Para empezar, no cabe hablar de un franquismo sin Franco. Que seguía habiendo franquistas en 1976 es innegable. Pero ya no existía ni podía existir un régimen franquista. Los que detentaban aún las instituciones creadas por aquél eran conscientes de su falta de legitimidad y de la necesidad de su transformación, lo que explica que la destitución de Arias Navarro no fuera seguida de una rebelión de su gabinete (del que Suárez formaba parte) ni de las Cortes, ni mucho menos del Ejército. En el año que siguió al ascenso de Suárez a la Presidencia, la oposición se fue percatando de que se había quedado sin enemigo, lo que explicaría el fin de su antagonismo con Don Juan Carlos, pero no la rápida formación de los consensos democráticos. Lo que los hizo posibles, lo que permitió la restauración de la política, fue la conciencia de que un nuevo enemigo había aparecido en escena, un enemigo más peligroso que el búnker franquista: ETA, que tres días después de las elecciones a Cortes constituyentes asesinó al antiguo alcalde de Bilbao Javier de Ybarra y Bergé como una explícita declaración de guerra a la recién nacida democracia liberal, única posible y realmente existente.

Casi todas las fuerzas democráticas, cualquiera que fuese su procedencia, supieron ver en ETA el enemigo común, y digo casi todas, porque el PNV vio otra cosa: no un enemigo sino un pretexto para obtener concesiones. En cualquier caso, los consensos fundamentales duraron hasta 2004, cuando el PSOE decidió por su cuenta pactar la paz con la izquierda abertzale (brazo político de ETA) a cambio del desarme de la banda. Como no existe política sin enemigo y el PSOE había decidido retirar ese título a la izquierda abertzale, el sistema democrático empezó a descomponerse al reaparecer los antagonismos entre la izquierda (secundada por los nacionalismos secesionistas) y la derecha.

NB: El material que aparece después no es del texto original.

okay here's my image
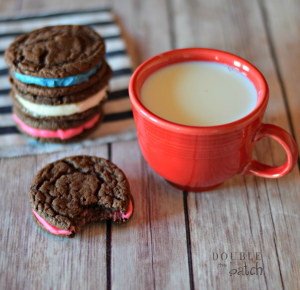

Quizá los atentados del 11-M habrían podido inducir a una reconstrucción de los grandes consensos de 19771978, que fueron en gran medida una consecuencia del secuestro y asesinato de Javier de Ybarra, pero, como el tácito Villadiego, Rodríguez Zapatero puso toda su razón de Estado en una retirada, se negó a admitir que el terrorismo islámico nos había declarado la guerra y optó por exorcizar el miedo frenético de sus bases mediante escraches contra las sedes del PP y por la ostensión personal de un antiamericanismo estúpido y gratuito. ¿A quién le puede extrañar entonces el actual bloqueo institucional? ¿Acaso han cambiado las circunstancias y hemos vuelto a reconocer la amenaza de un enemigo común?